Во время антракта я спустился в буфет попить минеральной воды. И здесь я увидел ...Розу, вернее девушку, немного похожую на Розу. Забыв всякие правила приличия, я подошел к незнакомке вплотную и стал ее поедать глазами. Она смутилась, но потом, подняв глаза, подарила мне скупую улыбку и тихо спросила:

– Вы, должно быть, меня за кого-то приняли, так?

– Вы так похожи на одну мою знакомую, я просто не мог удержаться, чтобы не подойти к вам и не спросить, как вас зовут. Вы уж извините, конечно.

– Розой меня зовут, – сказал она.

– Розой? не может быть. Именно Розу я ищу, а она..., нет ее нигде, вы понимаете это? Она для меня...по ту сторону жизни. А тут, какое совпадение! Откуда вы и ...мог бы я надеяться на продолжение знакомства с вами?

– Я из Ярославля. Могу дать адрес. Ярославль – город женщин. Если хотите иметь красивую жену, приезжайте к нам, выберите себе любую: у нас мужчин мало. Вы сможете забыть свою Розу.

– Роза, может быть, я выберу вас, если конечно, смогу вам понравиться, – сказал я, становясь впереди ее в очередь.

– Ну, вы не можете не понравиться, если вы, конечно, не шутите.

Я тут же извлек карандаш, схватил бумажную салфетку со столика в буфете и записал ее адрес. Едва я успел это сделать, как к Розе подошла руководитель ее группы, схватила ее за руку и куда-то увела. Я только глазами захлопал. Больше ярославскую Розу я не видел. Я потратил много времени на поиски своей новой Афродиты, но эти поиски оказались тщетными.

Только, вернувшись в университет, я послал письмо по адресу, написанному на той же салфетке, а через неделю получил от нее ответ. Пальцы у меня дрожали так, что я едва распечатал конверт.

Почерк ровный, красивый, слог и содержание письма теплое, душевное, умное. А что если это она? Неважно, где она и кем работает, и какое образование получила. Среднюю школу точно окончила, ну и хватит. Какой толк, что у меня будет университетский диплом? Он теперь ничего не значит. Мой диплом даст мне путевку только в глухую деревню, а Роза работает и живет в городе.
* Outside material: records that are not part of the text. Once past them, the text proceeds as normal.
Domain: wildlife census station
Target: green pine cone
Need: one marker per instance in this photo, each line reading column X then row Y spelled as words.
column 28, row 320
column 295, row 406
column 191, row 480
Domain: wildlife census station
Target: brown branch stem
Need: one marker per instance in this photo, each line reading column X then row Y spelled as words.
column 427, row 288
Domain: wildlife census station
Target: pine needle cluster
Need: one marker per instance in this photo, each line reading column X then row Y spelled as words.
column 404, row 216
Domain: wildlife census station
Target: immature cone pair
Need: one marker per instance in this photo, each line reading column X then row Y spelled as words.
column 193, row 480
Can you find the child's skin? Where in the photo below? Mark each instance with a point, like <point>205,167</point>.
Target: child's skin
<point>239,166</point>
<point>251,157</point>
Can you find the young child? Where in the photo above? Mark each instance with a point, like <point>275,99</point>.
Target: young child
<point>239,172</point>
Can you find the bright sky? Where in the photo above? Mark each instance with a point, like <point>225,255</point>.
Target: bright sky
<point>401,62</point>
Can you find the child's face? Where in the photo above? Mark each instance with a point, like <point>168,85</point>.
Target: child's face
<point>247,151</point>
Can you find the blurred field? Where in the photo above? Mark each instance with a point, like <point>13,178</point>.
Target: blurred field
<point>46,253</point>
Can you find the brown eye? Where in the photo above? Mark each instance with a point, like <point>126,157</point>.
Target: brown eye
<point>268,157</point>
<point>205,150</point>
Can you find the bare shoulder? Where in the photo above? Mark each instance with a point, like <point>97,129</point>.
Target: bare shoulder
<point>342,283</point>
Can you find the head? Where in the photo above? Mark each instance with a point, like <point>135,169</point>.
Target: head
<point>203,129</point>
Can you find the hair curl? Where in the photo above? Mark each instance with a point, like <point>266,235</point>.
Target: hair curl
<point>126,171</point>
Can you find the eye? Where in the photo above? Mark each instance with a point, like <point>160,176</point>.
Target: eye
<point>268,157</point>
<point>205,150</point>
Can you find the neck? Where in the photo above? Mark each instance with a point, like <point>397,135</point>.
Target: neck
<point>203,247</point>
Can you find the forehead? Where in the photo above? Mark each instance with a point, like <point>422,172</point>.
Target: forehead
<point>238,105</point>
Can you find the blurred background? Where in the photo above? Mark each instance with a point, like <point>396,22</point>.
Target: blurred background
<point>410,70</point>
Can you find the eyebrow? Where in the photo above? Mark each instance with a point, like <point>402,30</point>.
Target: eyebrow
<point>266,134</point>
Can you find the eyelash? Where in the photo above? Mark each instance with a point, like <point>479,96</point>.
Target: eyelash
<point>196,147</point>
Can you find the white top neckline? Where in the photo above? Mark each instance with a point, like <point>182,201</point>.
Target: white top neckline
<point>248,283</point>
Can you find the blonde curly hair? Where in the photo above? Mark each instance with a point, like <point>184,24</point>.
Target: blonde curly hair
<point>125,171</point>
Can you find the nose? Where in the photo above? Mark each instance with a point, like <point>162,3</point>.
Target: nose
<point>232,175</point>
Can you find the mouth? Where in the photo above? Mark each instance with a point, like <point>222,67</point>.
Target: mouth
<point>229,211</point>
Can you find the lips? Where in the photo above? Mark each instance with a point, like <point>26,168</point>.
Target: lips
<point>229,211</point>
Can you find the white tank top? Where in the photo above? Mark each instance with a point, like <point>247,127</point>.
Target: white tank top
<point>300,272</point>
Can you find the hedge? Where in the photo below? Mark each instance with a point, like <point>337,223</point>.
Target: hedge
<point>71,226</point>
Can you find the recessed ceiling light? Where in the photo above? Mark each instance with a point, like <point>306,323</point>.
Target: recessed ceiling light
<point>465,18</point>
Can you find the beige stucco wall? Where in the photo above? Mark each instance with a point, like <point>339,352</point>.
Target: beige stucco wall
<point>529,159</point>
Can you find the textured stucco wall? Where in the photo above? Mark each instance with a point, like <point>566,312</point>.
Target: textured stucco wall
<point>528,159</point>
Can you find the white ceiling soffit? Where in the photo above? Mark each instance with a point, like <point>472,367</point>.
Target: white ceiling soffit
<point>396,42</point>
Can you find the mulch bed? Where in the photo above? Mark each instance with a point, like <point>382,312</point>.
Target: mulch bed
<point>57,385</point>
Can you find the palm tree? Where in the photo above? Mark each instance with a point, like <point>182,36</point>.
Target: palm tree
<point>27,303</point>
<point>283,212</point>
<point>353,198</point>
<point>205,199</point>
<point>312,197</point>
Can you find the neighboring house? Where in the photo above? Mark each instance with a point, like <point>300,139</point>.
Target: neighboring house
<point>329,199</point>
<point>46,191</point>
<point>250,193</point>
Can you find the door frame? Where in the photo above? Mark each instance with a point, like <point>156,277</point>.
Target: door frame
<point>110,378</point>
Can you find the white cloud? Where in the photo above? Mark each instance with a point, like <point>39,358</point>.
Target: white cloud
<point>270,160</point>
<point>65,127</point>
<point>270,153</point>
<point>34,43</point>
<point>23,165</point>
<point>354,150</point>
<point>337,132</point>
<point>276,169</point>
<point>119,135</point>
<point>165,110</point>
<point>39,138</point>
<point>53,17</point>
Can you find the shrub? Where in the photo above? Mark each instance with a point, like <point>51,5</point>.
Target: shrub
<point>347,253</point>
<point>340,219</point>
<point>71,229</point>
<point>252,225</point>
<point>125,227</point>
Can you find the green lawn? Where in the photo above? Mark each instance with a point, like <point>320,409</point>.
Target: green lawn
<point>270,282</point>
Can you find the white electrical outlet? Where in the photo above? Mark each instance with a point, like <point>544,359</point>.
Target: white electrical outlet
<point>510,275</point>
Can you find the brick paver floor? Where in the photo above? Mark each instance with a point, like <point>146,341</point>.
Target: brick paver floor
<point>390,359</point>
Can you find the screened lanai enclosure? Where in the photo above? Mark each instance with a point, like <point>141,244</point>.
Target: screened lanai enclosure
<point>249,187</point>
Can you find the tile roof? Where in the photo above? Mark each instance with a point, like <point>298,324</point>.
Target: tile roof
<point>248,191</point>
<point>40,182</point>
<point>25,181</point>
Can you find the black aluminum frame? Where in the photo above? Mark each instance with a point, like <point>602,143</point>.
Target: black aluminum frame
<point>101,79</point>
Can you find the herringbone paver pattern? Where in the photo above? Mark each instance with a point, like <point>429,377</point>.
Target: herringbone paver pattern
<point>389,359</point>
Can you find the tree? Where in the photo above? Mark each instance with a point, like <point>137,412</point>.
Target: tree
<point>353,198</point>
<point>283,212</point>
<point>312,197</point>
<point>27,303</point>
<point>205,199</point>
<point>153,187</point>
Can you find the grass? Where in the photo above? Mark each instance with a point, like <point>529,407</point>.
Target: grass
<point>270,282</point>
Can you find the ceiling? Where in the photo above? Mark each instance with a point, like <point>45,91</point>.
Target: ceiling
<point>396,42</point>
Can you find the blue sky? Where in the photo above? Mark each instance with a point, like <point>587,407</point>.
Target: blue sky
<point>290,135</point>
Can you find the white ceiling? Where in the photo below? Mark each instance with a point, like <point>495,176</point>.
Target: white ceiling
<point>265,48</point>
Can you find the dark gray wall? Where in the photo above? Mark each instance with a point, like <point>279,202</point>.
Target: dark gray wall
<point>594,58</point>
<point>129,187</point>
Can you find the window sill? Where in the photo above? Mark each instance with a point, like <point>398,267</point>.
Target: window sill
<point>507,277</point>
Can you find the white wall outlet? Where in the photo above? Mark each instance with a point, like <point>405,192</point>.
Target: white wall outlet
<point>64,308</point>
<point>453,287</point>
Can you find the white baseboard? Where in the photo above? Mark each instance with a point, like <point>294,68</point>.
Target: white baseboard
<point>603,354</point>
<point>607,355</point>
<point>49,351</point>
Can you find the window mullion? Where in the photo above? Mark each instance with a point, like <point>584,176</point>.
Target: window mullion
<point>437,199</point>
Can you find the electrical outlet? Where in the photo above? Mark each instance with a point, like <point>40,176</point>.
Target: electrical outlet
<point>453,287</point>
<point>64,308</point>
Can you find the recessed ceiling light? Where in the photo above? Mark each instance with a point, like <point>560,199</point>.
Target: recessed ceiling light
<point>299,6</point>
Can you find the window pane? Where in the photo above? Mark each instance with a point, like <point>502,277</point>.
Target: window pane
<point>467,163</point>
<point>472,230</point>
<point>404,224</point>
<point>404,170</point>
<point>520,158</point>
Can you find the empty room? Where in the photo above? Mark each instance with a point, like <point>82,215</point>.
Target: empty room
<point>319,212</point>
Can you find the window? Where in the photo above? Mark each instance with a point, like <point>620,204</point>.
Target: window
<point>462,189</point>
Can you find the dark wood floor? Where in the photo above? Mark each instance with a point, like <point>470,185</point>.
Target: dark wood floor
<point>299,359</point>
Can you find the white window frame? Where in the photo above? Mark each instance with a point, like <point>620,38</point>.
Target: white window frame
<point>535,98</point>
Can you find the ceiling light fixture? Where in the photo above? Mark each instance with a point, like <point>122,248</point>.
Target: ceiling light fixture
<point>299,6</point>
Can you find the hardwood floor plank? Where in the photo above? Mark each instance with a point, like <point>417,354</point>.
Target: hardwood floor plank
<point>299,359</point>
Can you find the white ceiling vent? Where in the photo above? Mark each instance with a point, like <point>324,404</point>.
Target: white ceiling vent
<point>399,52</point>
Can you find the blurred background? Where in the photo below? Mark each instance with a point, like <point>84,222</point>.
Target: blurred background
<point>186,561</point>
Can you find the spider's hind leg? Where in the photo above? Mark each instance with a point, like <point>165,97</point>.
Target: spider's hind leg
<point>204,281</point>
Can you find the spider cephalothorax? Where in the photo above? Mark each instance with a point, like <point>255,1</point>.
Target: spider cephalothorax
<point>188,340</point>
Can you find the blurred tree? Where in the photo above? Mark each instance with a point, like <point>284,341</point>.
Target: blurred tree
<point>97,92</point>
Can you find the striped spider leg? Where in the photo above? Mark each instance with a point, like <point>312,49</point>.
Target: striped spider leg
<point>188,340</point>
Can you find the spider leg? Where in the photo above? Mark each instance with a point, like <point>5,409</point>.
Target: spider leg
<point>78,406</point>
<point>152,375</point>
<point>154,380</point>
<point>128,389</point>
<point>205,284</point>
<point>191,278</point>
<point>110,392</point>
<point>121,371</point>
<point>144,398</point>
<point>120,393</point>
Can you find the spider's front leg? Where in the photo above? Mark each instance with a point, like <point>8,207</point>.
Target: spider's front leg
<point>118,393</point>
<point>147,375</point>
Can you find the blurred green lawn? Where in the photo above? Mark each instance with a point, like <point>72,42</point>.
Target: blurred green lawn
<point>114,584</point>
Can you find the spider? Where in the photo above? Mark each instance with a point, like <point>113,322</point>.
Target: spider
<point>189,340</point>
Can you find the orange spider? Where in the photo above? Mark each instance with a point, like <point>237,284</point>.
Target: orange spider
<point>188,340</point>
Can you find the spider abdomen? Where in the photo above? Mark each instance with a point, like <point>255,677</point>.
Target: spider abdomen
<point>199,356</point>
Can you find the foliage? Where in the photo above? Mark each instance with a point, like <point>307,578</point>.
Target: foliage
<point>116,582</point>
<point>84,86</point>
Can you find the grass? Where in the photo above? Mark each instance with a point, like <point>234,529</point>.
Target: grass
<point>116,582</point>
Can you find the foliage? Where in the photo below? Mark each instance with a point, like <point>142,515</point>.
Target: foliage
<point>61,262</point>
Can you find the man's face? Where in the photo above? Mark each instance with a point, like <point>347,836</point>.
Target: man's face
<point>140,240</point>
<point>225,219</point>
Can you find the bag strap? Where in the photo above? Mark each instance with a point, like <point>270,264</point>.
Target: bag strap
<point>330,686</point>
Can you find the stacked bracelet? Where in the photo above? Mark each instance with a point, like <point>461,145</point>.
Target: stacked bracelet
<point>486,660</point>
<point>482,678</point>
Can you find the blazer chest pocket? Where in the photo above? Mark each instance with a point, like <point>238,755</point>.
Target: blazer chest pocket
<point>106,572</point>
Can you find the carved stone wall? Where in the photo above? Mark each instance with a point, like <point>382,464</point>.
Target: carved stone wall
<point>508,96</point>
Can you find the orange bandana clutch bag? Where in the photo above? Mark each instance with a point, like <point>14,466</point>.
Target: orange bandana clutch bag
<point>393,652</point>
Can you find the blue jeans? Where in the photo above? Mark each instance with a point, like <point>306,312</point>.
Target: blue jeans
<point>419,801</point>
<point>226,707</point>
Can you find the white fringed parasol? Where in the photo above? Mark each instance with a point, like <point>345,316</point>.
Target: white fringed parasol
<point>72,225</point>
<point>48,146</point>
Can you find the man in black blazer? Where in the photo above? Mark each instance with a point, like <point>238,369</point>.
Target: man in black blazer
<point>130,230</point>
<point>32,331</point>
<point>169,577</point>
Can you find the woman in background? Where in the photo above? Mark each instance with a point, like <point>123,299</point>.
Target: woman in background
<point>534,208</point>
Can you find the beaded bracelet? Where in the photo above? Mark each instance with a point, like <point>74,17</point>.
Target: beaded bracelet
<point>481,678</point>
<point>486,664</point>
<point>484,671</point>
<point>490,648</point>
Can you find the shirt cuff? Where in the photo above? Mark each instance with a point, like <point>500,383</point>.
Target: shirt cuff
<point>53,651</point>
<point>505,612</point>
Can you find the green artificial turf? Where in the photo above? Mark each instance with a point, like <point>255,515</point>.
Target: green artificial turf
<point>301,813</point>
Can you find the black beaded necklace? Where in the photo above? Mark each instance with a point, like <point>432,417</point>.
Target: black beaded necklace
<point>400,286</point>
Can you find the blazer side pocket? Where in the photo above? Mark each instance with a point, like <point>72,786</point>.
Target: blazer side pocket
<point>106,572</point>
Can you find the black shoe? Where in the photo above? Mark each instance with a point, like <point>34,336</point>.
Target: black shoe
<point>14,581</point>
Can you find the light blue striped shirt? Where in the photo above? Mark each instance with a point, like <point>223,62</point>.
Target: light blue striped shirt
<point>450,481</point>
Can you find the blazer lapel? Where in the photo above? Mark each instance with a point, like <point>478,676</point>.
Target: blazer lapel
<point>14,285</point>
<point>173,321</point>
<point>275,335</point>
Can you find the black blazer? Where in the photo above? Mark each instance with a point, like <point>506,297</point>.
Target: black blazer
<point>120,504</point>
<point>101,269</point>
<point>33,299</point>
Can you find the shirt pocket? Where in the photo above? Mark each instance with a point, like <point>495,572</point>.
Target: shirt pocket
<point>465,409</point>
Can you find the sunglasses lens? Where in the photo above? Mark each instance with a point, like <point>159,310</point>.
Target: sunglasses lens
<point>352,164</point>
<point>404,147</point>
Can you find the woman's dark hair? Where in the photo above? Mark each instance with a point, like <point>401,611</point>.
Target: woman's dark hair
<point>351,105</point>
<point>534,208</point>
Было приятно, что кто-то в далеком, древнем городе Ярославле, в центре России, думает обо мне, и ждет встречи со мной. Надо же: я порой сам себе не нужен, а тут..., я кому-то нужен. Это хорошо. И фотография с письмом. Экая прелестная милашка, думал я, разглядывая ее фотографию, на которой она казалась еще лучше, чем я ее видел в Ереване. Если ее немножко приручить, расположить к себе, она вполне могла бы заменить ту Розу, которая бросила меня и укатила в Париж. А что если ее пригласить в гости? Я тут же сочинил длинное письмо с настоятельной просьбой приехать ко мне хотя бы на несколько дней, либо взять отпуск и провести его в южном городе.

Запечатав письмо, я помчался на почту, срочно опустил в ящик, не думая, хорошо ли я делаю, вызывая человека за тысячу километров. Она такая молодая, неопытная в жизни, легко может решиться на постель, совершенно не зная человека, в особенности такого ловеласа и бабника, как я. Но мне-то уж скоро тридцать, или под тридцать... Эти мысли сверлили мой мозг, когда я уже возвращался к себе в общежитие с квитанцией в руках, свидетельствующем, что письмо на почте у меня принято, и оно будет доставлено адресату в городе Ярославле.

Через четыре дня на мое имя пришла телеграмма из Ярослявля от Розы Грибановой: приезжаю поездом "Москва – Днепропетровск" в пятницу 21 июня – Роза".

Я запаниковал и обрадовался одновременно. Куда ее поселить, как ее развлекать, ведь у меня ни гроша в кармане?

Я не знал, что Роза работает ткачихой на фабрике, и что весь цех готовил ее к дальней поездке, подбирая ей платье, прическу, советуя как вести себя в первую брачную ночь. Ее все поздравляли и прощались с нею, будучи уверенны, что Роза в Ярославль, город девушек, больше не вернется.

Я тоже поделился новостью со своими однокурсниками и друзьями из других факультетом. Юра Соколов, студент физтеха сказал:

– Поздравляю! оттрахаешь ее по всем правилам и пусть уезжает, откуда приехала. А ключ от своей квартиры я тебе дам. Кровать есть, простыни тоже, давно не стираны, правда, но ничего обойдетесь. Девушки там красивые, я знаю, было дело у меня с одной. Северянки. Есенин о них хорошо отзывался и даже в стихах упоминал.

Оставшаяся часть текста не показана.